Geburtstagsparty mit Pool und Pizza

22. September
Ich hatte ein langes Wochenende hinter mir. Am Samstagmorgen mussten Amanda und ich, trotz der langen Nacht, schon wieder früh aufstehen, da wir auf einem Volleyballturnier in der Schule als Schiedsrichter arbeiten mussten. Wir machten bestimmt beide keinen sehr aufgeweckten Eindruck. Danach entschieden wir uns erst einmal, in der Mall in Grand Forks shoppen zu gehen. Am Nachmittag stand ja gleich Amandas Geburtstagsparty auf dem Plan. Gefeiert wurde in einem Hotel mit Pool, jeder Menge Leuten, Pizza und Spaß. Wie man sich denken kann, kamen wir auch in dieser Nacht nicht zu unserem Schlaf.
Der Sonntag brachte mir ebenfalls keine Ruhe.
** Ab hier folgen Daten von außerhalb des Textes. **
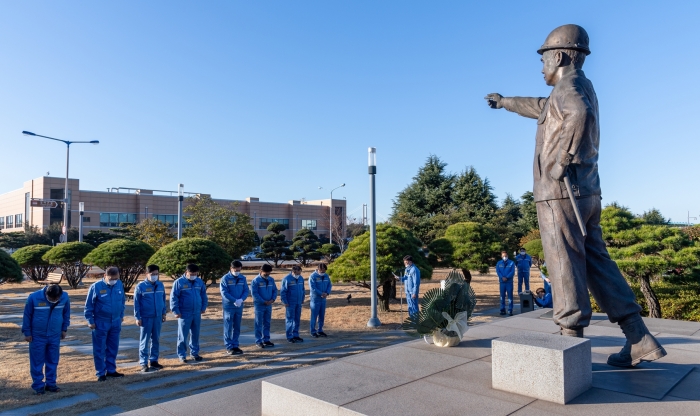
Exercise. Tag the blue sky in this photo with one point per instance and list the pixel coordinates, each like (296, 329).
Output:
(274, 99)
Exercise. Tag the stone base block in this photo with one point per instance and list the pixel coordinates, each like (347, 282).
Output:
(557, 368)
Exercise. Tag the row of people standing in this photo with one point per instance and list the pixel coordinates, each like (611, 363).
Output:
(47, 316)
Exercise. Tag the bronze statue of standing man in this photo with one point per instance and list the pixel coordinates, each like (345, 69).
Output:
(566, 187)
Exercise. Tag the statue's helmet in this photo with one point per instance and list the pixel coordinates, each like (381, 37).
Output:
(566, 37)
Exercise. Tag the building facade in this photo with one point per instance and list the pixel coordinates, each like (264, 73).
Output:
(117, 206)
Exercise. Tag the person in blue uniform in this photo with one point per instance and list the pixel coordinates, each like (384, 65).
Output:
(505, 269)
(292, 295)
(523, 262)
(320, 287)
(45, 322)
(188, 301)
(104, 311)
(150, 312)
(411, 279)
(264, 291)
(234, 291)
(543, 299)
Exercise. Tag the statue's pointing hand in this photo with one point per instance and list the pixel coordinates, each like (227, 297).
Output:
(494, 100)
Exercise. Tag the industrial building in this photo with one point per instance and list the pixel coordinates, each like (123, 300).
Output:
(31, 205)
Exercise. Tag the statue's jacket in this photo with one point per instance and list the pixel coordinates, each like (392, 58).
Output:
(567, 126)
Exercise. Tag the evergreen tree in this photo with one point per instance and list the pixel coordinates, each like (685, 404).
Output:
(275, 246)
(305, 247)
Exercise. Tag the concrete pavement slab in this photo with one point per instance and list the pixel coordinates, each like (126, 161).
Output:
(653, 380)
(410, 399)
(408, 362)
(50, 405)
(688, 388)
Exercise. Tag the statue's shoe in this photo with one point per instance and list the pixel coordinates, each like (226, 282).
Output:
(640, 345)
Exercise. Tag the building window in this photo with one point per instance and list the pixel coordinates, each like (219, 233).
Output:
(265, 222)
(115, 219)
(309, 224)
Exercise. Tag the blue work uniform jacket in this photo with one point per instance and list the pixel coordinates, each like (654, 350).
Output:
(149, 300)
(523, 262)
(233, 288)
(188, 297)
(505, 269)
(545, 302)
(411, 277)
(263, 289)
(105, 302)
(43, 318)
(319, 283)
(293, 291)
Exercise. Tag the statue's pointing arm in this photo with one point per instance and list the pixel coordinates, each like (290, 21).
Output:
(529, 107)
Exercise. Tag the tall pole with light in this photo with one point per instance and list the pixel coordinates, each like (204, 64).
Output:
(65, 190)
(332, 213)
(180, 198)
(373, 320)
(80, 226)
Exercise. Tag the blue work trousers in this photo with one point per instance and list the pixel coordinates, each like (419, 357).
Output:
(232, 327)
(149, 339)
(318, 314)
(506, 287)
(105, 345)
(263, 316)
(188, 326)
(523, 277)
(292, 318)
(43, 353)
(412, 304)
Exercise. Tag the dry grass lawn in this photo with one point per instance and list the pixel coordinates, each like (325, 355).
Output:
(76, 373)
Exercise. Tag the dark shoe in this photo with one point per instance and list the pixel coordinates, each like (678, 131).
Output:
(640, 345)
(578, 333)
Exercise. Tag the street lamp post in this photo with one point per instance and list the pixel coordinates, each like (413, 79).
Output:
(331, 216)
(80, 226)
(65, 191)
(373, 321)
(180, 198)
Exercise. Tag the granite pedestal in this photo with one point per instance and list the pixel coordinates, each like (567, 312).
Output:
(559, 368)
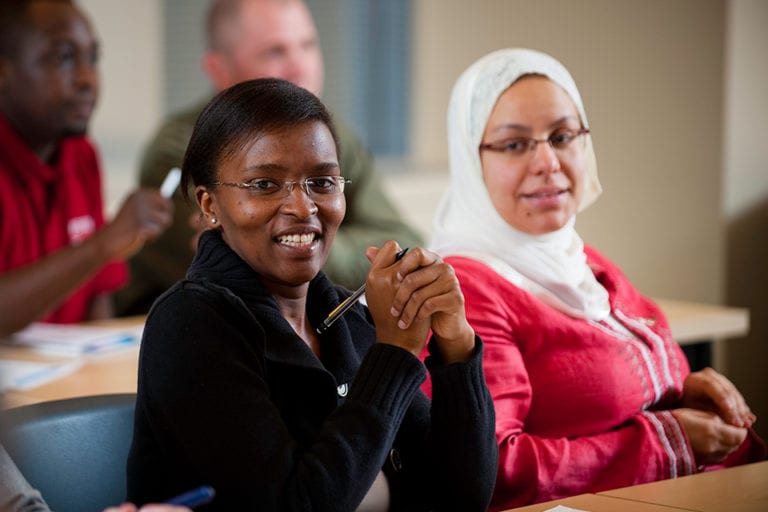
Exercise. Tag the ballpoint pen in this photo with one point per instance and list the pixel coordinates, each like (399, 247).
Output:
(193, 498)
(348, 302)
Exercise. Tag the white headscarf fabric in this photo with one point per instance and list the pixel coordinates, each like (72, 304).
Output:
(551, 266)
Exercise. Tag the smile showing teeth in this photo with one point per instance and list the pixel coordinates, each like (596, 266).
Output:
(297, 240)
(545, 194)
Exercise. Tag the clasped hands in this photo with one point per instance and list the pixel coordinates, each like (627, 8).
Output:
(714, 414)
(409, 297)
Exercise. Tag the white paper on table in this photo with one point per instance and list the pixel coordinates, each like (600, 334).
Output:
(19, 375)
(70, 339)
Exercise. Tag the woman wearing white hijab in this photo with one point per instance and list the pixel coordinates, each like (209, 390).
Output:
(591, 391)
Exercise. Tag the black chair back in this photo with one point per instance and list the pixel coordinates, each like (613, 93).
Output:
(73, 451)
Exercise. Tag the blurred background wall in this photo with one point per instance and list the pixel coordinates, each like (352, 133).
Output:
(674, 91)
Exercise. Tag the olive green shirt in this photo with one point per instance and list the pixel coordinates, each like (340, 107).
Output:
(371, 219)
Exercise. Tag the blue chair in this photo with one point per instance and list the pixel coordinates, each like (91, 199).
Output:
(73, 451)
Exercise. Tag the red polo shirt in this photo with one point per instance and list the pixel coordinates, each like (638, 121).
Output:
(44, 208)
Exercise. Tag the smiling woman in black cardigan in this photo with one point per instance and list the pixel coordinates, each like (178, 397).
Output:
(238, 391)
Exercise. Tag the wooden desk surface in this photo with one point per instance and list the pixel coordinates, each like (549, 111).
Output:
(738, 489)
(117, 372)
(101, 374)
(596, 503)
(692, 322)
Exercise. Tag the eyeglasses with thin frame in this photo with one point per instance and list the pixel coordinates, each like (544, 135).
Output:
(316, 187)
(519, 146)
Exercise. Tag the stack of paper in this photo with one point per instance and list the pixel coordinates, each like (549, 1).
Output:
(64, 339)
(19, 375)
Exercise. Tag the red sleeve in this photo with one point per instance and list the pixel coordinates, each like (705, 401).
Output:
(650, 446)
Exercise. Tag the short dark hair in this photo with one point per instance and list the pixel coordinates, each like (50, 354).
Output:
(241, 113)
(14, 24)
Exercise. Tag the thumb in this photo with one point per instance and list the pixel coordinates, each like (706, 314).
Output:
(371, 253)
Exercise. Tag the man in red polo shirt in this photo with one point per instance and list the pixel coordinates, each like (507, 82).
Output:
(59, 261)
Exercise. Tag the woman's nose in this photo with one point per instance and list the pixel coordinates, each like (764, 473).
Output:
(544, 159)
(299, 202)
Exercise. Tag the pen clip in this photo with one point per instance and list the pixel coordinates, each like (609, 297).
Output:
(349, 301)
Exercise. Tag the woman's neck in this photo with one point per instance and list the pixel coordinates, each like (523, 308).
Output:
(294, 310)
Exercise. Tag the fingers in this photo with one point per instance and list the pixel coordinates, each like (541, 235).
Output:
(425, 287)
(711, 439)
(383, 257)
(163, 508)
(710, 386)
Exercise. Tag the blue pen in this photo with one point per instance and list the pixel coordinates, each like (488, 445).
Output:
(194, 498)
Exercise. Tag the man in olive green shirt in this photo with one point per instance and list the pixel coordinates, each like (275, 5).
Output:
(254, 39)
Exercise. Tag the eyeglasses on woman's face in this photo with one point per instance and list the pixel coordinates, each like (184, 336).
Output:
(560, 140)
(316, 187)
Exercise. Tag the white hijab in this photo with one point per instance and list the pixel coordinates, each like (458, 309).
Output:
(551, 266)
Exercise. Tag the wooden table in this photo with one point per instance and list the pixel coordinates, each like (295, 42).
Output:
(694, 322)
(596, 503)
(117, 373)
(739, 489)
(101, 374)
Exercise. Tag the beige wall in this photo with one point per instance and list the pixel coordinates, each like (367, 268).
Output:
(746, 196)
(131, 88)
(651, 77)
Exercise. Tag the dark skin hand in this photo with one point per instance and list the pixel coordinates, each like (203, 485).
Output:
(409, 297)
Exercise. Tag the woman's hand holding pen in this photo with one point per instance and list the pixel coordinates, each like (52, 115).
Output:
(426, 291)
(382, 284)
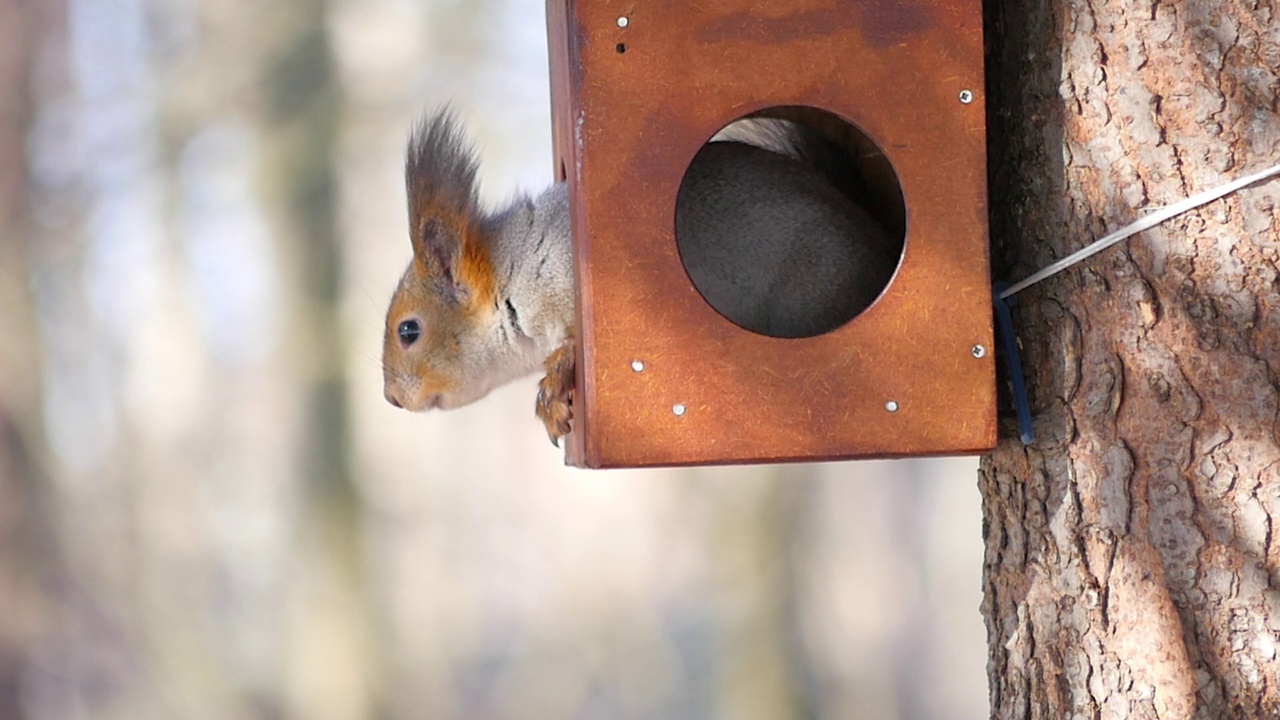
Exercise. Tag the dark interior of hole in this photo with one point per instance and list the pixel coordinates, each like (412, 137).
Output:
(790, 224)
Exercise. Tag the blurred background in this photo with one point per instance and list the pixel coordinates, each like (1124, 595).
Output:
(206, 507)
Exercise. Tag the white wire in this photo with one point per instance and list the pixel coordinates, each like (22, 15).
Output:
(1148, 222)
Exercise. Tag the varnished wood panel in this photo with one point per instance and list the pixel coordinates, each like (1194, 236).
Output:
(631, 108)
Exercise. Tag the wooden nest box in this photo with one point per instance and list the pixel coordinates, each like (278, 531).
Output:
(638, 87)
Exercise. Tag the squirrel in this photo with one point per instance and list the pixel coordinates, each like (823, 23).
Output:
(764, 227)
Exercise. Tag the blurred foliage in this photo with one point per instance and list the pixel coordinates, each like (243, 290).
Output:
(206, 509)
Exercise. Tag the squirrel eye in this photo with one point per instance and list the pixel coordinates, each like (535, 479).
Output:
(408, 332)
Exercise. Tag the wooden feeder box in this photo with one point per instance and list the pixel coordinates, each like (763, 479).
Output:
(638, 86)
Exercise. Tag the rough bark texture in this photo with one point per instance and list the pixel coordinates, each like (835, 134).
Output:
(1132, 564)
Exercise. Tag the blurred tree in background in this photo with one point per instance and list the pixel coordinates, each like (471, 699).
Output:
(206, 507)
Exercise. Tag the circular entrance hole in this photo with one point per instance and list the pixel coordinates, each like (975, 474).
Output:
(790, 222)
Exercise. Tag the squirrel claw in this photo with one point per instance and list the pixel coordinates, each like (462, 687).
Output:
(554, 406)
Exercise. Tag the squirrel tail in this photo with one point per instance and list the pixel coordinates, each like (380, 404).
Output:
(831, 147)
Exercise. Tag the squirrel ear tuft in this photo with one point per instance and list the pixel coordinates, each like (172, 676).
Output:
(438, 249)
(443, 201)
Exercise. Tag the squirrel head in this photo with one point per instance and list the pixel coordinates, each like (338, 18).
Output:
(443, 328)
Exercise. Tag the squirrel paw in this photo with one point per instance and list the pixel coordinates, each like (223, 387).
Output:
(554, 405)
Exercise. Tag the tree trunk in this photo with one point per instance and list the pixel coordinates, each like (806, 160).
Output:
(1130, 556)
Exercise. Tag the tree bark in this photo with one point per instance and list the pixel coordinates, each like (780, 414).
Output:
(1132, 565)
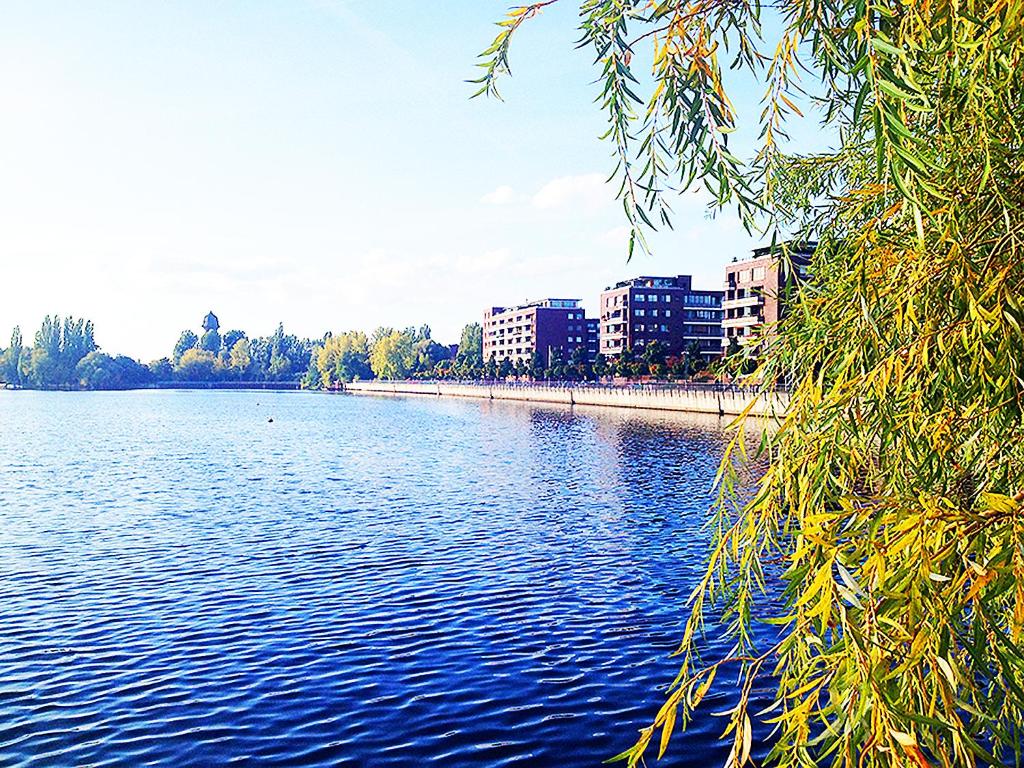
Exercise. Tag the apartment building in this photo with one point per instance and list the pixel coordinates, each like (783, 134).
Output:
(756, 290)
(668, 309)
(543, 326)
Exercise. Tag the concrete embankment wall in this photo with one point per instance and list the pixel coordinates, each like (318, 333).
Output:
(722, 402)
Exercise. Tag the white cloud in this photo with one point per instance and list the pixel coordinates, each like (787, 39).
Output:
(587, 192)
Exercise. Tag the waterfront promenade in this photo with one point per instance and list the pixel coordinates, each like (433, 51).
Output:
(720, 399)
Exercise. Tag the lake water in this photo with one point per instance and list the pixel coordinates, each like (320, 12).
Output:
(361, 582)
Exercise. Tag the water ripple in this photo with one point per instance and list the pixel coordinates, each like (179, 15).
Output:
(363, 582)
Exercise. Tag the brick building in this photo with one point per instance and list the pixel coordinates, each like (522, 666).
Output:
(756, 290)
(543, 326)
(638, 311)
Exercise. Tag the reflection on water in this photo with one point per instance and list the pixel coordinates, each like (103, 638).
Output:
(361, 582)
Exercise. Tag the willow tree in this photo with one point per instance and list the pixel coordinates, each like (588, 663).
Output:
(890, 496)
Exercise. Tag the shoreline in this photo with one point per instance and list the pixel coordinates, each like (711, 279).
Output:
(716, 401)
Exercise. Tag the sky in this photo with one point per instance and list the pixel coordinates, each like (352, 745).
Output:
(311, 162)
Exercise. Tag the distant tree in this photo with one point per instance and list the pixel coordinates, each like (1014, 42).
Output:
(537, 366)
(469, 358)
(556, 364)
(229, 339)
(625, 364)
(653, 358)
(580, 367)
(100, 371)
(696, 359)
(241, 356)
(210, 341)
(162, 370)
(506, 369)
(187, 340)
(428, 353)
(733, 347)
(392, 353)
(342, 357)
(13, 358)
(59, 346)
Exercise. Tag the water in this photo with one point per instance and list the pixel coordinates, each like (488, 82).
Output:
(361, 582)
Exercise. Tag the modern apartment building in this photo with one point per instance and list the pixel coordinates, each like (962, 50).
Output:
(638, 311)
(543, 326)
(756, 290)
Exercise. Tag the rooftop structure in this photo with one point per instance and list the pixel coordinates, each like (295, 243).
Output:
(668, 309)
(520, 332)
(757, 289)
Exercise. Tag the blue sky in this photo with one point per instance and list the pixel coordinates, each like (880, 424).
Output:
(315, 162)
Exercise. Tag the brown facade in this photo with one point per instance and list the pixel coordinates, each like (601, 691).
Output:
(551, 327)
(638, 311)
(756, 291)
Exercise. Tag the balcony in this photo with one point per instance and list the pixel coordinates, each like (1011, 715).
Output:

Ich fuhr mit Tammy und Gary zu einem Treffen der Austauschschüler, was sehr spaßig war, und lernte viele neue Leute kennen. Barb, meine Betreuerin, auch für ganz North Dakota verantwortlich, veranstaltete ein Spiel mit den Austauschschülern. Es ging darum, möglichst viel über seine Gastfamilie zu wissen bzw. sie am besten zu kennen. Ich und natürlich auch Tammy und Gary waren besonders stolz, gewonnen zu haben, was mit einem Fotoalbum belohnt wurde.
Am Abend musste ich das Volleyballtraining besuchen. Als ich sehr spät nach Hause kam, warteten wieder einmal die Hausaufgaben.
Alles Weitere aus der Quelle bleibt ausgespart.